1. What types of fish can be seen through the visitor viewing windows at the Bonneville Dam?

    • Answer

      Both salmon and steelhead trout can be seen from the Bonneville Visitor Center.

  2. What kind of energy does the Bonneville Dam generate? Who has access to this energy?

    • Answer

      The Bonneville Dam is a hydroelectric dam. The running water from the Columbia River is converted into electrical energy. This inexpensive energy is used to power the region between Portland, Oregon and Vancouver, Washington.

  3. What is the purpose of a fish ladder?

    • Answer

      A fish ladder is used to help fish continue their migration patterns instead of being stopped by the barrier of the dam.

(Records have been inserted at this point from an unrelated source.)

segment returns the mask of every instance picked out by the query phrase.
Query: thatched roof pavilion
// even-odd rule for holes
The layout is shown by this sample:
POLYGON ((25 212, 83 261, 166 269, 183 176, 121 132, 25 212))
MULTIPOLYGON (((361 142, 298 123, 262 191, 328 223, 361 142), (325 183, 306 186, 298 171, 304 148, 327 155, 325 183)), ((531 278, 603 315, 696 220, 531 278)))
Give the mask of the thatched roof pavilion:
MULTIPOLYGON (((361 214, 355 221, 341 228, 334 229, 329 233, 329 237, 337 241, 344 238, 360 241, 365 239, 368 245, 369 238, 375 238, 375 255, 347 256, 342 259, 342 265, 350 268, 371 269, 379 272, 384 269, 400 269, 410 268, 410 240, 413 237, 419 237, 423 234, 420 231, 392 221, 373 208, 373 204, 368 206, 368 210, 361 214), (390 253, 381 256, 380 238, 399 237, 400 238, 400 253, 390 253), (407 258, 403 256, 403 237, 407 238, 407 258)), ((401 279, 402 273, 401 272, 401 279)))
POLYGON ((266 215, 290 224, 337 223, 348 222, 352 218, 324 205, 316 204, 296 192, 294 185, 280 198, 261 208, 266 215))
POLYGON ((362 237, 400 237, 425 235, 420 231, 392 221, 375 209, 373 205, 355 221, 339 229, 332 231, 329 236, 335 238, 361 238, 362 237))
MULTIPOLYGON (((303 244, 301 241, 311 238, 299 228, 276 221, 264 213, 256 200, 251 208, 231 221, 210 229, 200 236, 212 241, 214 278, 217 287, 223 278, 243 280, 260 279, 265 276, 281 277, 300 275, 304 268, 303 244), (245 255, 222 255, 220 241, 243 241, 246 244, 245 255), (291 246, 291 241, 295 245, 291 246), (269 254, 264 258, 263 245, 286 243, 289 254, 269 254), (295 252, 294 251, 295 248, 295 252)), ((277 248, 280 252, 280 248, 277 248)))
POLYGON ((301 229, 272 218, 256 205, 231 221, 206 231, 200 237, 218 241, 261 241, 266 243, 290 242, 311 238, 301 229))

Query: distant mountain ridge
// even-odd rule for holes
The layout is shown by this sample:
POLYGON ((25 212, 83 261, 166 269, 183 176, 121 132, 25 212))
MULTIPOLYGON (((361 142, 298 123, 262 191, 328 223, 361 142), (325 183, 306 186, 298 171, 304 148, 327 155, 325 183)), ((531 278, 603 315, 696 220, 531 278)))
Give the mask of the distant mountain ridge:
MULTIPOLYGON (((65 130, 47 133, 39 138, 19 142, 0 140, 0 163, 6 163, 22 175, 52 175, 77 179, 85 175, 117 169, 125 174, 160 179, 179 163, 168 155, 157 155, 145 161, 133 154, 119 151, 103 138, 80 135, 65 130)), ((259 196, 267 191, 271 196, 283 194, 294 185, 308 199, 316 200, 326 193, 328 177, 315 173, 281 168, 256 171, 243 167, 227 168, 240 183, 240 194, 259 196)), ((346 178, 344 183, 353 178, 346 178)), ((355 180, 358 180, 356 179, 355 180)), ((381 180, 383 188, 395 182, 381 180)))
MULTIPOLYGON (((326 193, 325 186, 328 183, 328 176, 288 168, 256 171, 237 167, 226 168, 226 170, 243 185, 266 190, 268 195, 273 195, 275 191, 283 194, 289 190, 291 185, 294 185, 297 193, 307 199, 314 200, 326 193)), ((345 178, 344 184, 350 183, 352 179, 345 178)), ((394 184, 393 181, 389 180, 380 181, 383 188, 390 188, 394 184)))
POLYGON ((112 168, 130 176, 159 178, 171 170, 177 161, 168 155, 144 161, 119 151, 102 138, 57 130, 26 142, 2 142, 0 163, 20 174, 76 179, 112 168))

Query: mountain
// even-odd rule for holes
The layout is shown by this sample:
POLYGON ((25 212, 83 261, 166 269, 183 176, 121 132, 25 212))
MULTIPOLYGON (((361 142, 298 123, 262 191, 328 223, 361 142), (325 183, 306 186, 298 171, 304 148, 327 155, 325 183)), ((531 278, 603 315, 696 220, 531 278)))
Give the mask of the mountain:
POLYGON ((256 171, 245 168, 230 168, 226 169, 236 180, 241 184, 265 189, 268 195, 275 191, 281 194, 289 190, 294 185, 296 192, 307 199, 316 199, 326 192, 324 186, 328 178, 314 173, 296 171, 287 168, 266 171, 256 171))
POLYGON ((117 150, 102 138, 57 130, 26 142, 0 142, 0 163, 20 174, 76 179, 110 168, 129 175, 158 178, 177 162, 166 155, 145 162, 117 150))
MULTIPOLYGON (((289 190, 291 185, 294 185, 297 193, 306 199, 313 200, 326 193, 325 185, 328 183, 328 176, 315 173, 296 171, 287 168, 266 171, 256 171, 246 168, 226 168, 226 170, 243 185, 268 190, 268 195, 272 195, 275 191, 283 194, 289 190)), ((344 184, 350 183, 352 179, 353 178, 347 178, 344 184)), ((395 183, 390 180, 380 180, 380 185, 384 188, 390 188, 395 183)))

  4. Look at the photo. A lot of water rushes through the Bonneville Dam gates. How much water passes through at one time?

    • Answer

      In the first powerhouse, 96,667 gallons/second of water pass through. This is enough to fill an average three-bedroom home in one second.

  • The Bonneville Dam spans the width of the Columbia River. The Columbia River runs along the boundary between Oregon and Washington, so one side of the Bonneville Dam is in Multnomah County, Oregon, while the other side is in Skamania County, Washington.
  • The Bonneville Dam is hydroelectric, which means that running water is converted into energy. Since 1938, the Bonneville Dam has provided inexpensive electrical energy to the region.
  • The U.S. Army Corps of Engineers operates and maintains the Bonneville Dam year round.
  • The Bonneville Dam has several fish ladders, a large visitor center, and several viewing windows where salmon and steelhead trout runs can be seen.
Bonneville Dam

series of hydroelectric dams and locks across the Columbia River in the U.S. states of Oregon and Washington.

clean energy

electrical energy that does not pollute the atmosphere, water, or earth.

Columbia River

(1,955 kilometers/1,214 miles) river in western Canada and the U.S., draining into the Pacific Ocean.

fish ladder

series of steps overflowing with water, where fish can migrate upstream around a barrier such as a dam.


having to do with water or water systems.